I had 6 stitches from splitting the side of my mouth open on a desk(long story) and I never got a battle scar. 

Glad he's okay though.


----------



## Bowhunter500 (Mar 23, 2007)

Haha wow.. thats crazy funny right there! At least hes alright tho!

And yes.. as for adults posting in here.. I dont mind it at all.. helps us with our problems and corrections they can make for us! We all learn from eachother!!


----------



## RecordKeeper (May 9, 2003)

Bowhunter500 said:


> Haha wow.. thats crazy funny right there! At least hes alright tho!
> 
> And yes.. as for adults posting in here.. I dont mind it at all.. helps us with our problems and corrections they can make for us! We all learn from eachother!!


I gotta tell ya....there is very little need for adults to post in here. And very little need for moderator action either. The only real problems I have seen in here over the years is when adults do post in here!:noidea:

You folks are great at taking care of things yourselves. This is a great forum and it needs almost no monitoring at all.

I'm really proud of all of you!


----------



## Bowhunter500 (Mar 23, 2007)

Recordkeeper said:


> I gotta tell ya....there is very little need for adults to post in here. And very little need for moderator action either. The only real problems I have seen in here over the years is when adults do post in here!:noidea:
> 
> You folks are great at taking care of things yourselves. This is a great forum and it needs almost no monitoring at all.
> 
> I'm really proud of all of you!


Thanks a bunch! We all seem to find a way to help eachother out the best we can! 

But also thank you for monitoring the forum occasionally to keep this a "Youth" forum! Im on this website more than any other website i get on! I love it here! haha:wink::tongue:


----------



## **Frost Bite** (Jan 13, 2006)

Recordkeeper said:


> I gotta tell ya....there is very little need for adults to post in here.
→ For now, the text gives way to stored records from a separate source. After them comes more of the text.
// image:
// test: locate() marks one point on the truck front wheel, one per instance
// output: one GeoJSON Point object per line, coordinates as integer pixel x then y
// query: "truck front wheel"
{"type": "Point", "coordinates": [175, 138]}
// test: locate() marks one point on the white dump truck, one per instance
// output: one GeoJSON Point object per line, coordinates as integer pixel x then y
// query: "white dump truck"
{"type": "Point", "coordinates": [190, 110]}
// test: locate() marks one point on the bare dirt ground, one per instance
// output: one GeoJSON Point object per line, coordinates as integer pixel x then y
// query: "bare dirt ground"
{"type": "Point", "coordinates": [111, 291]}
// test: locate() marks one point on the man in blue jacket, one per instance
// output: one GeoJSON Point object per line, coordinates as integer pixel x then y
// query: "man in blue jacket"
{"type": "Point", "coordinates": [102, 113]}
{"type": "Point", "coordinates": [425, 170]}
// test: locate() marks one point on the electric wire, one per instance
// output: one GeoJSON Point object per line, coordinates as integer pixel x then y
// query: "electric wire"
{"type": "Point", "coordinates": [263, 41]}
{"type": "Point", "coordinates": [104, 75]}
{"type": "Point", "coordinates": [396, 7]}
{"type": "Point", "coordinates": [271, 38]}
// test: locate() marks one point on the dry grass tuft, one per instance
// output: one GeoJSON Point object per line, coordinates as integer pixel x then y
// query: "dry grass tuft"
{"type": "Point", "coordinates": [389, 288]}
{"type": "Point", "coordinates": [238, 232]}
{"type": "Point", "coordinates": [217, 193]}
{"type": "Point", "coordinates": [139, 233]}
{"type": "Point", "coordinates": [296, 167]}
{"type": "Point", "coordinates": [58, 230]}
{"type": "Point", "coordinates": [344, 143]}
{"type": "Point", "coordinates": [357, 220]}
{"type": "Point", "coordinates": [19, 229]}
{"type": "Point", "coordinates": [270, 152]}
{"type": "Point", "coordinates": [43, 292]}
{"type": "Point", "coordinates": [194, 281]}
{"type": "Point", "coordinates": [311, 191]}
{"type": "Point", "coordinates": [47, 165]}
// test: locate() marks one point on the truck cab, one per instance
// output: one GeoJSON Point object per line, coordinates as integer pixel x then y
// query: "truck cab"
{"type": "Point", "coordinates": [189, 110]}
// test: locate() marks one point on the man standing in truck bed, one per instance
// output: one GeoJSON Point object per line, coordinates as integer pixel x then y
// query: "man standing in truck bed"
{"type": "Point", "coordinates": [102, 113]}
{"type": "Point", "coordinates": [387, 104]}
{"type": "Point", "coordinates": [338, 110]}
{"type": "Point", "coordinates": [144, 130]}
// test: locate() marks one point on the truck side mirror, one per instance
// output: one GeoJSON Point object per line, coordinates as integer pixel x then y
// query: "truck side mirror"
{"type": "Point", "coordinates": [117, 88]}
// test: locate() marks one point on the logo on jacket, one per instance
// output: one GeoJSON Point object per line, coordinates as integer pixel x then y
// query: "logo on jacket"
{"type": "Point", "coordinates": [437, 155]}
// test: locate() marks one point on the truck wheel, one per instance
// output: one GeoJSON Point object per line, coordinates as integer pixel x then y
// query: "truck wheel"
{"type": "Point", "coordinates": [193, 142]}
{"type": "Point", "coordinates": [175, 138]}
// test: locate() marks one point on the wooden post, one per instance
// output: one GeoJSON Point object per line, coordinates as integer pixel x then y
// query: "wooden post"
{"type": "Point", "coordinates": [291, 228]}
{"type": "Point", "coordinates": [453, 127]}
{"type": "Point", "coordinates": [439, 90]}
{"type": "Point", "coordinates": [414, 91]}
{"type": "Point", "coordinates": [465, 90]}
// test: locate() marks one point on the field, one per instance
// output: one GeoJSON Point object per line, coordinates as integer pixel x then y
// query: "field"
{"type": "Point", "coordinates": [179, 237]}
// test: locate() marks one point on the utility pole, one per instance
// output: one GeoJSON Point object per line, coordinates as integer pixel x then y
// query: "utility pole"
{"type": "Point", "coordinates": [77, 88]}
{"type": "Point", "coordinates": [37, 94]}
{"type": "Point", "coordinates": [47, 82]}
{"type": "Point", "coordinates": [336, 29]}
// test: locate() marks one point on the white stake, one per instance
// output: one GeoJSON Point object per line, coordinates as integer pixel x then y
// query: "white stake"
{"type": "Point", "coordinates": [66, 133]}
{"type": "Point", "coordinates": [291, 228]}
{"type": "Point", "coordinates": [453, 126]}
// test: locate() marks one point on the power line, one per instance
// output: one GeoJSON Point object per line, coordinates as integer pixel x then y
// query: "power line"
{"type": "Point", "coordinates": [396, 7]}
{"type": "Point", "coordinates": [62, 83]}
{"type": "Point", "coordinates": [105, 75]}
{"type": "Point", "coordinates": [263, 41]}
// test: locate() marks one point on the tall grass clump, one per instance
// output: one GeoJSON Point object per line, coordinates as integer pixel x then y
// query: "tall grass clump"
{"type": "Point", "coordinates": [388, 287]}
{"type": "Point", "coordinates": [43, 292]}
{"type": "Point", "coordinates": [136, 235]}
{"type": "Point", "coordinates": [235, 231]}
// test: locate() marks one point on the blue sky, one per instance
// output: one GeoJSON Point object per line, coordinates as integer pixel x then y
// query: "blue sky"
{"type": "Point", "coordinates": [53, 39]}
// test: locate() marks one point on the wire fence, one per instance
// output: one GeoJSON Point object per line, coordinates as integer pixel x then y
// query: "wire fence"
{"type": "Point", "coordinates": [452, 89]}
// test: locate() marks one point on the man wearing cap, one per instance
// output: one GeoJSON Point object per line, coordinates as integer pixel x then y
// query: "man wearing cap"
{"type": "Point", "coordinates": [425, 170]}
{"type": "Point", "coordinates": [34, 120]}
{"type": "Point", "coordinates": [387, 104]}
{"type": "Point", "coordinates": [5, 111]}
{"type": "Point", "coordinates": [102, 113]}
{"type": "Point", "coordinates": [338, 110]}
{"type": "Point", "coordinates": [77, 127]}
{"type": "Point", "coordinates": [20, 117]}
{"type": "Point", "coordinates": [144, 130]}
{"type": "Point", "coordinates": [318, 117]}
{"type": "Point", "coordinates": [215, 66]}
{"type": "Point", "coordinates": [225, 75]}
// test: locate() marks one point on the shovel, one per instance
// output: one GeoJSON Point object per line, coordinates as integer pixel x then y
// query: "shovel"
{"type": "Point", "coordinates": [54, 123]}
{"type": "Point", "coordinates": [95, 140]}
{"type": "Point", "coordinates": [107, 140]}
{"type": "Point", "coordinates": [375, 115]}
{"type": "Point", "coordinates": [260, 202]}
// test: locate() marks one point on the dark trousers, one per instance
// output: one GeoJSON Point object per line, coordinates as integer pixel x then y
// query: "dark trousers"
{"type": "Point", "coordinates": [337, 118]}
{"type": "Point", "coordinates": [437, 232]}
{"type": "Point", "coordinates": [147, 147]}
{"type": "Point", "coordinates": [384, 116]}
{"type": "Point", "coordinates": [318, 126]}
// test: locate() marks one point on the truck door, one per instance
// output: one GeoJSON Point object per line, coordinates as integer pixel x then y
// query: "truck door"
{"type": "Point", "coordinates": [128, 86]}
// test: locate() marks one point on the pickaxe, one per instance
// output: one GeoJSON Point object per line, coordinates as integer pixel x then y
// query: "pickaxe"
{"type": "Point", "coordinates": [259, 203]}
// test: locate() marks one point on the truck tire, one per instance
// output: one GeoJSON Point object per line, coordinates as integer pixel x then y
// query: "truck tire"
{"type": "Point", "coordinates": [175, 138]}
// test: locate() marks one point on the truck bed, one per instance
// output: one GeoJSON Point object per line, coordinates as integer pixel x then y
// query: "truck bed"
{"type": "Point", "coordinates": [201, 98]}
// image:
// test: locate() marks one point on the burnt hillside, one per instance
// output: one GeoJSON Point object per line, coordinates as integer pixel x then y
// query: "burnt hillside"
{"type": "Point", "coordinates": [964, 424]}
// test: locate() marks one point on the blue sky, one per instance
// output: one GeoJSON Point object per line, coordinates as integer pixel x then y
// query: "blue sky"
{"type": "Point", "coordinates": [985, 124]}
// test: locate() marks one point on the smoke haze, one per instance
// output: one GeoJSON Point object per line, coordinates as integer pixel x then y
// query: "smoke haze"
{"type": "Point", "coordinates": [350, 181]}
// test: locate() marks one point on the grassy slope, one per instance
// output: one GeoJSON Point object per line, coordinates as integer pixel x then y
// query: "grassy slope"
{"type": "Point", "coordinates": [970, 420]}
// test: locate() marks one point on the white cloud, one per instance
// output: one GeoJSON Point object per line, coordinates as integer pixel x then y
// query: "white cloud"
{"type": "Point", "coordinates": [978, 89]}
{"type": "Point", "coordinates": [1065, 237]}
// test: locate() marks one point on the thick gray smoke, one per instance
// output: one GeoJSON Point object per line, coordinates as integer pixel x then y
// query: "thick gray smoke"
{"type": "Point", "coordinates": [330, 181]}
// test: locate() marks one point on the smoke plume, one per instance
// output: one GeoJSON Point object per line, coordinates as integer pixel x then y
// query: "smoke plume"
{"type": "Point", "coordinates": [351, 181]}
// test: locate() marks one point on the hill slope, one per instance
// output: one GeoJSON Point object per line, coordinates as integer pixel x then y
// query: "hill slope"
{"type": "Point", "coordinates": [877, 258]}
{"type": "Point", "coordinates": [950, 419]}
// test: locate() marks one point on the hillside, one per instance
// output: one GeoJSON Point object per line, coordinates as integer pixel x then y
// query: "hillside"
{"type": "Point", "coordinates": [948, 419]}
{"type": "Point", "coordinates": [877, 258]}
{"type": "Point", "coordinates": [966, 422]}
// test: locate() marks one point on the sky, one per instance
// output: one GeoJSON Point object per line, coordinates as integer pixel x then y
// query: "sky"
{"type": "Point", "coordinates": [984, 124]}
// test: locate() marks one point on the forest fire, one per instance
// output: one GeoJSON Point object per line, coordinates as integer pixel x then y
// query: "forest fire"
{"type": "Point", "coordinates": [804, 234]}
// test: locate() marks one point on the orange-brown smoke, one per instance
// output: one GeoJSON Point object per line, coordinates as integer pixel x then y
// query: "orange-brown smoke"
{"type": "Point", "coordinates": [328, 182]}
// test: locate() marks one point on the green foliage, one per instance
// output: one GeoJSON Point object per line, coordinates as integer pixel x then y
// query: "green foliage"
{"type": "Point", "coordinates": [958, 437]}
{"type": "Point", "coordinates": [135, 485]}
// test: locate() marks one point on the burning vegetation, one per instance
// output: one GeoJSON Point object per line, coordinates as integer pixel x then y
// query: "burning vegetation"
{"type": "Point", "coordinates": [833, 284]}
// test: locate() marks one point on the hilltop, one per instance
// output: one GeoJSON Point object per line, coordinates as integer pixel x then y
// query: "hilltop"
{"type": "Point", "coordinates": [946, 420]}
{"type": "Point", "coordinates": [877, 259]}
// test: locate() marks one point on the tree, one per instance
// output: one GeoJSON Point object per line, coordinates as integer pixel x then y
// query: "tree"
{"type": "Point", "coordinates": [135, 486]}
And very little need for moderator action either. The only real problems I have seen in here over the years is when adults do post in here!:noidea:
> 
> You folks are great at taking care of things yourselves. This is a great forum and it needs almost no monitoring at all.
> 
> I'm really proud of all of you!


Haven't really noticed!! Maybe a few adults that swing by every once in awhile is what keeps it going?  Whatever is going on, I hope it stays this way!!!


----------



## armyboy (Jul 10, 2007)

**Frost Bite** said:


> Haven't really noticed!! Maybe a few adults that swing by every once in awhile is what keeps it going?  Whatever is going on, I hope it stays this way!!!


same here i don't mind adults posting one bit.


----------



## diamond87 (Nov 8, 2007)

i bet that felt good. :wink:


----------



## kegan (Aug 28, 2006)

Ouch- a cut is one thing, but having to sew it shut (shudder). Tough kid

Everyone is welcome... seems we all just want to talk about archery


----------



## IGluIt4U (Sep 22, 2004)

sneak1413 said:


> am i considered to old at 19?


Nope.. :wink:


----------



## baldybarton (Jan 3, 2007)

i had a baseball split my lip on the in side of my mouth and got 3 stitches so i know the feeling. not fun.


----------



## master hunter (Oct 9, 2007)

why the hell did his teacher throw a book at him?:jaw:


----------